Transparency Institute of Guyana Inc (TIGI) President Calvin Bernard, in an interview with Stabroek News last week, had said that the government was “untidy” in some of its actions during its first one hundred days in office. Bernard was particularly critical of the restructuring of the cabinet and the dismissal of several permanent secretaries.
In relation to Cabinet appointments Bernard raised questions about the lack of public consultation for the changes which were enacted.
“There was a lot of change that was occurring right at that top level but the public was never informed that these things were going to happen… that we are even going to change the names of ministries or that we are going to have these other ministries,” Bernard said, before adding that if the government really wanted to be transparent in this instance it should have come to the public and offered an explanation.
Instead, he noted that information was only provided “after the public had reacted and questions were asked.”
Bernard further noted that in relation to dismissals of permanent secretaries, “The issue is not about the defence of the PS at all, but a matter of the due process because what you are saying is that anybody that takes up afterwards can just do the same thing. The question is whether or not due process was followed in their removal.”
Granger, when questioned, reiterated comments he had previously made on the matter. “Some ministries were created and renamed such as the Social Cohesion Ministry to look ahead and create a focus of the direction we want to travel rather than try to undo things that went wrong in the past,” he said.
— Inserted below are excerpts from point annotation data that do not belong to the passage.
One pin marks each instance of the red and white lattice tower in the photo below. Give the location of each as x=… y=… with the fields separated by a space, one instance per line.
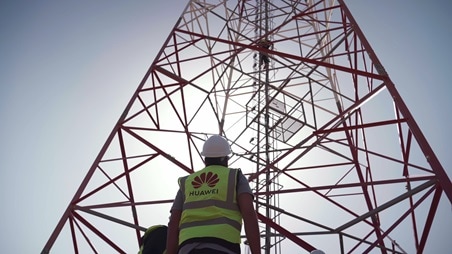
x=334 y=156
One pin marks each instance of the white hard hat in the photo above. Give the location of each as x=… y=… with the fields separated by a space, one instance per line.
x=216 y=146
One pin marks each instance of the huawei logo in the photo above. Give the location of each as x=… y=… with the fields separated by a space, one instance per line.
x=209 y=178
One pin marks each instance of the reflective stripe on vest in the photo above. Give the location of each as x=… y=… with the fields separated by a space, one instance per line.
x=208 y=210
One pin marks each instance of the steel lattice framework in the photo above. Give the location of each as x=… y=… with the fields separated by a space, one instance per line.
x=326 y=141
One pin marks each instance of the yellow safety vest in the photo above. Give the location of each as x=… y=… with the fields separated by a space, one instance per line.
x=210 y=206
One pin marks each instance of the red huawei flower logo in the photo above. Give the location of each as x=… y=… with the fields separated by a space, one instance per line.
x=210 y=179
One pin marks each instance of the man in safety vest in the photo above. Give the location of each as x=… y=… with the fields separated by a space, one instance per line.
x=206 y=216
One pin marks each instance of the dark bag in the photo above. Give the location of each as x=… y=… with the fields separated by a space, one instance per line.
x=154 y=240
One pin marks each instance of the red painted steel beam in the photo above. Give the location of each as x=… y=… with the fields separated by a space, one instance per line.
x=444 y=180
x=285 y=232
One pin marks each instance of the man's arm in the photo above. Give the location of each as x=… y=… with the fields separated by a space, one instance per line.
x=245 y=201
x=172 y=241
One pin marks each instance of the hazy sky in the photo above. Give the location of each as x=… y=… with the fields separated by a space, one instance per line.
x=68 y=69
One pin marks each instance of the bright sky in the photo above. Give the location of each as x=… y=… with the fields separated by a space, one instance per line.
x=68 y=69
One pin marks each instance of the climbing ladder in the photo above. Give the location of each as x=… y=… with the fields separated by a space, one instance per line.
x=327 y=143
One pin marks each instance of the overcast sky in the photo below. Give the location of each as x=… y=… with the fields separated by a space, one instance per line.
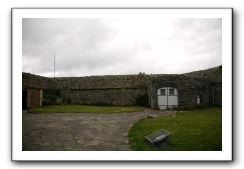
x=85 y=47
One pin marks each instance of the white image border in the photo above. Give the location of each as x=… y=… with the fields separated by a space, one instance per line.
x=224 y=155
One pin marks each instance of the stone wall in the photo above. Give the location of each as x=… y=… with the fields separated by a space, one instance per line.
x=132 y=89
x=188 y=88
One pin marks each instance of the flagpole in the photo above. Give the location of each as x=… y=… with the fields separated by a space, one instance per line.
x=54 y=65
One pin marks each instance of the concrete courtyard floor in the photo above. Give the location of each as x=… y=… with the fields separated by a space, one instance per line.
x=80 y=131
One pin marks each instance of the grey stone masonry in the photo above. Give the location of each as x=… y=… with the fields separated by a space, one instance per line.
x=137 y=89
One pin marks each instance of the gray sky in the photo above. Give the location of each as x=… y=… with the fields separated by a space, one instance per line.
x=85 y=47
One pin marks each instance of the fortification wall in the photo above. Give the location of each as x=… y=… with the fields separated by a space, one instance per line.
x=129 y=89
x=188 y=88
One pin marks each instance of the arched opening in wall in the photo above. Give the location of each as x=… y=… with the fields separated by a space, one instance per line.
x=198 y=100
x=167 y=98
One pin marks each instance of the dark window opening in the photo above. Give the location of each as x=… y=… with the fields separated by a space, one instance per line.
x=171 y=91
x=162 y=92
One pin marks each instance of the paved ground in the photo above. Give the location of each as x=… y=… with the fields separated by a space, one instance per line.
x=79 y=131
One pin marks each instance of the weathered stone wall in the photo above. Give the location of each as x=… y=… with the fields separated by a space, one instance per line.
x=215 y=76
x=35 y=81
x=188 y=88
x=131 y=89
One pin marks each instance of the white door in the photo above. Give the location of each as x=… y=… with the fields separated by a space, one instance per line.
x=167 y=98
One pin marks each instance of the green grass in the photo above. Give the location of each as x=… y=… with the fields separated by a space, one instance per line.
x=85 y=109
x=198 y=130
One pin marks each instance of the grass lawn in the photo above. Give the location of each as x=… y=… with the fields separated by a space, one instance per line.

Guyana’s newest commander in chief is convinced that in a few more months there will be a different assessment of his government. “I expect that within the next 6 or 9 months we will be able to demonstrate that we are transparent and that on a whole we are more aimed at efficiency than we have seen in the past. We are not tolerant of corruption and at the same time we are not conducting witch hunts,” he said.
Asked to comment on Guyana’s most recent ranking on the 2014 Cor-ruption Perceptions Index, published by Transparency International (TI), Granger said, “much has happened over the past 23 years which has distorted some of our institutions and quite frankly it is taking some time to correct them.”
Citing the recent scandal involving four police officers allegedly accepting $6 million to allow $18 million in cocaine to pass, Granger said, “There are other scandals in the forestry sector and in the mining sector. They cannot all be corrected at the same time and they cannot all be corrected to our satisfaction.”
Guyana has ranked 124th on the latest Corrup-tion Perceptions Index, which measures the perceived levels of public-sector corruption in a given country. This is an im-provement from the 2013 ranking of 136th. This year’s index ranked 177 countries.
Granger said too, “When you accuse you have to provide evidence. If you dismiss people without due process you are accused of witch hunting. There have been cases of blatant wrongdoing and we have waited until people’s contracts have expired and those contracts have been terminated. We have not taken many people to court, it may just be one and two high-profile cases but we need to get evidence first.”
The President explained that while the process “sounds slow, if you rush to court then you may discover that the persons accused hadn’t signed anything.
We have had these problems before at customs and elsewhere. You think you get a big fish but then you find out it’s some little clerk that has been doing all the signing.”
He reassured that his government is accumulating evidence “through audits, not all of them of a forensic character, and at the end [they will] establish not a big butchers’ block of those we have executed but a public service and executive branch which is competent. It will take time; it’s not going to happen in the next 200 days but it will happen.”